No quadro religioso do Egipto antigo, os mortos eram conduzidos a Bonsiris, lugar da paixão osiriana, ou ao cumprimento dos mistérios de Abydos. Delfos, Delos ou a Ilha Santa, santuários consagrados ao culto de Apolo, eram pelos finais do séc. V a.C. lugar de “panegíricas”, festas públicas de assembleia em honra dos deuses e na presença da multidão peregrina.
Também nas origens da religião de Israel estão lugares de peregrinação ligados a santuários de culto cananeu de tradição insigne, como Siquém ou Hebron, ou de religiosa devoção como Silo.
No coração dos Islamismo, a peregrinação a Meca é inevitável, voltando-se os sunitas para o túmulo do Profeta em Medina e os chiitas para as cidades santas de Karbalá (no Iraque) ou de Mashad.
Na Índia, Benarés ou Gaya confirma o dado fundamental da peregrinação humana como estruturante, como o faz a tradição nipónica com a peregrinação búdica Shikoka aos 80 santuários.

No Cristianismo, e sobretudo a partir do século IV, “a migração peregrina vai, ao longo dos séculos da Idade Média, estabelecer-se neste triângulo da Cristandade definido por Jerusalém, Roma e Compostela” : Jerusalém, como teatro do mistério redentor, centro do mundo criado, lugar da segunda vinda de Cristo e figura, anúncio, construção da Jerusalém celeste, a única Cidade Santa ; Roma, como lugar dos Apóstolos (Limina Apostolorum), onde (estão) os túmulos de Pedro e Paulo e todos os monumentos dos mártires da Fé ; nos confins do lado do poente do mundo conhecido, Compostela, onde o culto do apóstolo Santiago o Maior animará o combate libertador da presença infiel na Península Ibérica.

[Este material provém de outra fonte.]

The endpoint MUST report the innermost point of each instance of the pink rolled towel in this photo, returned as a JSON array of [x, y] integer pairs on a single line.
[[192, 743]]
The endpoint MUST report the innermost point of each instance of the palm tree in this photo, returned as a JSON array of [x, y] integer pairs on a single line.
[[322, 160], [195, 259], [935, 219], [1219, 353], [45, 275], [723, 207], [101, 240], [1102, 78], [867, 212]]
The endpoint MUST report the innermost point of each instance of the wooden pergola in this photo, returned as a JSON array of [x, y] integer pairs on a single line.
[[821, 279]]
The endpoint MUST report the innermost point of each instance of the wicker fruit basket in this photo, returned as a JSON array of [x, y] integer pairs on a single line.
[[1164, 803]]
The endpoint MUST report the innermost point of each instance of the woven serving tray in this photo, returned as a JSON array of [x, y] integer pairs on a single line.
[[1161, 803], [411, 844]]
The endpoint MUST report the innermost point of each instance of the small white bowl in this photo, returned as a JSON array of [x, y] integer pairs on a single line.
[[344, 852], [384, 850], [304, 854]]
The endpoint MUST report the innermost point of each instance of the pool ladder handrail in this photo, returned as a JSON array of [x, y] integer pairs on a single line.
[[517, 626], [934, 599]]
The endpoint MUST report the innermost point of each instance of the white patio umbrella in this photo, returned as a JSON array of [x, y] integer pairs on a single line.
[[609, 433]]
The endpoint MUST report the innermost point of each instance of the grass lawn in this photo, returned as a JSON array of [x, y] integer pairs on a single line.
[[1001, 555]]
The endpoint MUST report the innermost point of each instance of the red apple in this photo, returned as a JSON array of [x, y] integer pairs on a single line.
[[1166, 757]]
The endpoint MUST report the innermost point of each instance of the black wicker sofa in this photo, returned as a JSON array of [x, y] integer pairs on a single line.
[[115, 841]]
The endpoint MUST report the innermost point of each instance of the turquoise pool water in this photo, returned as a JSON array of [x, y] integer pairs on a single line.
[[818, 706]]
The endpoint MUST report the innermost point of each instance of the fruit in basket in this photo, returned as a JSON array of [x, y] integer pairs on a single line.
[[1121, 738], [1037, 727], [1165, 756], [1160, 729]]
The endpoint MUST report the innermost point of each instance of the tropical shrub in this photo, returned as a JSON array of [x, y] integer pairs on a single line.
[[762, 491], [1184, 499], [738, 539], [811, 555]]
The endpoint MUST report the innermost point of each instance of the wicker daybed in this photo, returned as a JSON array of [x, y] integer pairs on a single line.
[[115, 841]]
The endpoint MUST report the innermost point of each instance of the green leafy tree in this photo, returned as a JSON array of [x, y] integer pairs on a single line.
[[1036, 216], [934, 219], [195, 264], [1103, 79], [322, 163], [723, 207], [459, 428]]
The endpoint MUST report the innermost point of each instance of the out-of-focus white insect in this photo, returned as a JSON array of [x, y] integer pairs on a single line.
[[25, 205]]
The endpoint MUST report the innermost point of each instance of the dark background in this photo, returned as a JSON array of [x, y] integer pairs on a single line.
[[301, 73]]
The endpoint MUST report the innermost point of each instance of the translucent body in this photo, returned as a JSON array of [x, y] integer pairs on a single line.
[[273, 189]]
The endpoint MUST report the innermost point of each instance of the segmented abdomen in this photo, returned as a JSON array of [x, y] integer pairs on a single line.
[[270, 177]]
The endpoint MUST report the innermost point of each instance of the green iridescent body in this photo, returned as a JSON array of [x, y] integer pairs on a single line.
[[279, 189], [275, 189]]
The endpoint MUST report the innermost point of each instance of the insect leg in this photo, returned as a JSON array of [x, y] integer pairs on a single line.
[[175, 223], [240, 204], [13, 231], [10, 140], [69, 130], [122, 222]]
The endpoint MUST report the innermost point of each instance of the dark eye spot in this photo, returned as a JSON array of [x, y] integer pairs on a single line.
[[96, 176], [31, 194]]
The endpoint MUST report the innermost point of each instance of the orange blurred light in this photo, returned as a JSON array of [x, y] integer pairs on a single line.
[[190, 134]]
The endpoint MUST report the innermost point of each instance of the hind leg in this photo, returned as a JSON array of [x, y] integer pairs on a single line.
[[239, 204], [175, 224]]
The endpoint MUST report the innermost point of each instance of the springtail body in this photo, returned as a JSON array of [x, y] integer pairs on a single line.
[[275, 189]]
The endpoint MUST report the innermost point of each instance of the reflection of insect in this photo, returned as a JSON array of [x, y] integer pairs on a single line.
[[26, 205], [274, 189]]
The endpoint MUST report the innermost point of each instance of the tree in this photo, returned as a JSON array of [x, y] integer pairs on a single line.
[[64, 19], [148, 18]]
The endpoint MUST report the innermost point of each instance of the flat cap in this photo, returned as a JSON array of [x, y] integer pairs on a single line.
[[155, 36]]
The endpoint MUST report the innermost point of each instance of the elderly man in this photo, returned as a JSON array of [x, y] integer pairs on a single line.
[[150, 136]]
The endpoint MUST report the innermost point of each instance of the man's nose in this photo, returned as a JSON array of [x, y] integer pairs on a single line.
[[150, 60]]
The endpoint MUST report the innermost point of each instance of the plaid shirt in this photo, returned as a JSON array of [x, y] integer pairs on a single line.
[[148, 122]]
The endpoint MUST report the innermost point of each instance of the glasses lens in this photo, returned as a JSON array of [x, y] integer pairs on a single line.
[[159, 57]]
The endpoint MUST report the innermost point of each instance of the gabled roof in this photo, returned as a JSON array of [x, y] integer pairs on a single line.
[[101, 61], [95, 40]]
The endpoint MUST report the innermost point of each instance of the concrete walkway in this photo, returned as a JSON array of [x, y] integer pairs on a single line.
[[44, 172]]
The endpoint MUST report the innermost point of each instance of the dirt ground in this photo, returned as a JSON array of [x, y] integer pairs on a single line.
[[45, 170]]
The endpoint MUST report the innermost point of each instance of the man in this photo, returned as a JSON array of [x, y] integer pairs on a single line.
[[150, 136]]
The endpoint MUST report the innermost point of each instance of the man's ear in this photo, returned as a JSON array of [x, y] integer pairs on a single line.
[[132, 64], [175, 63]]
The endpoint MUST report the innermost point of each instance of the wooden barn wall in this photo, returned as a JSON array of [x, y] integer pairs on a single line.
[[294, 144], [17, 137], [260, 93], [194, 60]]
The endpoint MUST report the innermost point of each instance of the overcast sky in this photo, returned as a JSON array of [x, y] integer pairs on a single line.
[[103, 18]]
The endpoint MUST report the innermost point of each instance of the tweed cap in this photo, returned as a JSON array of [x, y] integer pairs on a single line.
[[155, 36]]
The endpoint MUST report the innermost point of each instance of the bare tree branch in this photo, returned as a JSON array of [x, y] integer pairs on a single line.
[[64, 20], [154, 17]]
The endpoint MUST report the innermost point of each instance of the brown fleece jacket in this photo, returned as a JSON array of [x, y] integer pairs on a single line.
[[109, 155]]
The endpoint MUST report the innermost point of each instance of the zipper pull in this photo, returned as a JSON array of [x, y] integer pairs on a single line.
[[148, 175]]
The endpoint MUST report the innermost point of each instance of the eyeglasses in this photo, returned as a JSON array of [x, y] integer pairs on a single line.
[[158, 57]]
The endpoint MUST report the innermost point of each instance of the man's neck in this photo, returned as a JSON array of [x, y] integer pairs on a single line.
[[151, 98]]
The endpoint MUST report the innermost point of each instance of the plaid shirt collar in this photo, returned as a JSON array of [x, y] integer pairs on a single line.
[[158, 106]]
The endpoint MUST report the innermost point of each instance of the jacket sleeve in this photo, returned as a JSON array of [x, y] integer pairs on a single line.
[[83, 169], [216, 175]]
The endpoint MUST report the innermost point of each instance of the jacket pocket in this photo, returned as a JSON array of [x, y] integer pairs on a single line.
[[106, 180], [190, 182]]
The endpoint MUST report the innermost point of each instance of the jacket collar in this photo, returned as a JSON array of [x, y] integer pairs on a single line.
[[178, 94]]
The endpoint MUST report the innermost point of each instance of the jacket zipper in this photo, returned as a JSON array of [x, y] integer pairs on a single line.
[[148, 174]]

Estes grandes lugares aparecem como a inscrição monumental de uma realidade sempre presente ao longo das gerações da humanidade.
Quando o religioso muda de figura, quando as grandes religiões parecem não possuir mais aquele poder espiritual mítico de fascínio, os grandes lugares permanecem como “focos abrasadores” e como “espaços turísticos” a exercer influências arrebatadoras.
Estar em Kioto, passar por Bénarés, visitar Roma, ir a Meca, deixar marca em Compostela ...
inscreve-se hoje no mesmo mistério de fundo religioso que se traduzia nas peregrinações à Terra Santa ou que se traduzia nas idas a Tours, a Colónia, a Turim, a Loreto, a Chartres, a Saint Michel, a Locarno ou a Kiev (Rússia) e que se traduz na passagem por Guadalupe, Lourdes ou Fátima.
Grandes lugares, onde na nossa civilização se chega de variadas formas, mas que se alcançam e visitam sempre a pé.
Usam-se os dispositivos riquíssimos que os saberes tecnológicos disponibilizam, mas a atitude fundamental permanece como a dos séculos anteriores, a pé.
Rezam-se outras jaculatórias e participa-se em rituais talvez menos canónicos de tradição, mas homens e mulheres estão de pé, medem algum espaço, superam alguma estranheza e balbuciam sempre algum sentido diferente.
A peregrinação, hoje como ontem, altera distâncias sem suprimir a distância, propõe novidade sem liquidar a novidade, propõe novos sentidos para quem mendiga o sentido que vai na frente.
O vasto universo da peregrinação, de extraordinária riqueza, testemunhando a constância e a profundidade de uma necessidade religiosa inscrita no ser humano, traduz a ânsia secreta de caminhar a pé, no interior de um itinerário que prende cada um à luminosidade de um outro universo ou à clareza de um novo lugar sem identificação, gravadas no “santo ícone” de Nossa senhora de Czestochowa, na “Montanha da Luz” de Iasna Cora ou na “Senhora revestida de Sol” em Fátima.

1. O pé

O pé aparece como a raiz de cada homem ou mulher, a sua planta, que o liga a uma terra por onde passa e que lhe murmura aquele testemunho de alguma segurança. O pé é a raiz implantada numa tradição, dando vigor a um tronco que atravessa um longo processo de amadurecimento.
O pé é a estaca móvel de uma pessoa que a prende àquilo que recebe como património e que lhe entrega as primeiras sensações da terra-mãe que o acalenta.
A descoberta do pé faz-se de forma precoce: retomando a posição pré-natal, o bebé acaricia aquela raiz que vai consigo pela estrada singular que começa a ser a sua, beijando-o na tentativa de regresso àquela terra original sem falha.
A passagem à singularidade conta com o pé, que faz o ser humano estar no seu lugar inconfundível, onde ninguém estará em sua vez, onde ninguém poderá substitui-lo.
É, por isso, a estaca móvel da singularidade.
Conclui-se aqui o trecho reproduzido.